Le jeune homme fronça les sourcils, passant la main dans ses fluides mèches fauve, dévoilant entièrement son visage aux yeux mangés de cernes.

- Inutile d'essayer de m'avoir par les sentiments, Algie, je n'irai pas raconter je ne sais quel bobard à Hurmonde pendant que tu vas te planquer en pensant que ça empêchera cette force étrangère en toi de se développer. Tu restes, un point c'est tout. Algie, tu veux que j'appelle Doc Surlis, qu'il te donne quelque chose pour dormir ?

- Non, il faut que je continue de fouiller en moi. Pourquoi est-ce que je ne perçois rien de ce parasite ? ! Clio ?

- Il est là, en sommeil. Il n'a aucune raison de se manifester avant de devoir agir, fit la Jurassienne, ses mains sur les temps du jeune homme. Mais nous continuons d'être là, Algie, ne crains rien !

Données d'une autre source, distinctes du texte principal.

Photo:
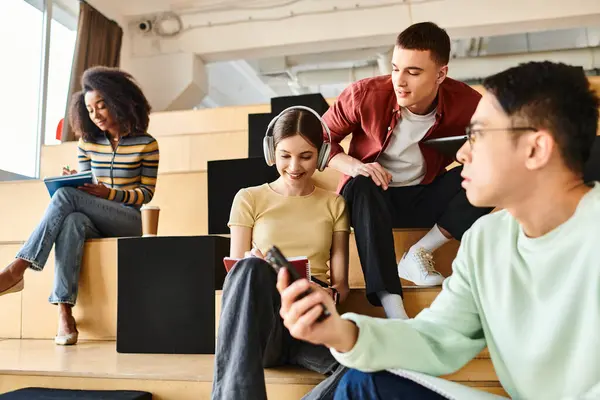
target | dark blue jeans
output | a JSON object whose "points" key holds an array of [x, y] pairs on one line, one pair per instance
{"points": [[358, 385], [252, 337]]}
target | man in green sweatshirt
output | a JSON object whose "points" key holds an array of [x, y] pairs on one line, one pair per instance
{"points": [[526, 280]]}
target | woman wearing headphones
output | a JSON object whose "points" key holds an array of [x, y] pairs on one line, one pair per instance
{"points": [[300, 219]]}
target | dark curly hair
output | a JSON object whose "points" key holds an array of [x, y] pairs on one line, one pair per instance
{"points": [[552, 96], [122, 96]]}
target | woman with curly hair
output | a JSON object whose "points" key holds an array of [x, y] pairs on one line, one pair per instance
{"points": [[111, 115]]}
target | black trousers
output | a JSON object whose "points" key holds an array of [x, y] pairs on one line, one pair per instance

- Si, je redoute surtout que vous ne soyiez les premières victimes, ne serait-ce que pour que le secret de ce passager ailé plein de crocs ne demeure jusqu'à sa révélation ! Laisse-moi fuir, papa !

- Il n'y aucun refuge pour toi, souligna Clio, tristement.

- Et arrête de tourner en boucle avec de pareilles inepties, Algie, sinon je te cogne et je te garantis un long sommeil sans rêve !

- Trop aimable, papa. Pour cela, je ne te remercierai pas !

Alguérande bâilla.

- Je vais me coucher, j'ai l'impression d'être debout depuis des jours !

- Ce n'est pas entièrement faux… Je te souhaite de trouver le sommeil, mon petit.

- Je suis grand, papa !

- Mais tu seras toujours mon petit poussin, que je dois garder sous mon aile de papa-poule !

- Oui, je crois que j'aime ça, mon papa ! Tu as toujours été mon papa couveur, et je t'aime de mon cœur !

Avec un petit sourire affectueux, Alguérande quitta l'appartement de son capitaine de père, regagnant le sien, à pas plus lents et plus lourds à mesure qu'il y parvenait.

« Je t'interdis de gagner en emprise sur moi, je ne veux pas perdre le contrôle ! Va-t'en, saleté de parasite ! Tu ne te serviras pas de moi… Pourquoi j'ai la certitude que c'est un affrontement de volontés perdu d'avance ? ».

- Parce que sur ce point, c'est bel et bien le cas ! rugit un organe puissant, guttural et menaçant autant que victorieux.

Arrivé à son lit, Alguérande s'y écroulant, dormant avant même d'avoir touché l'oreiller.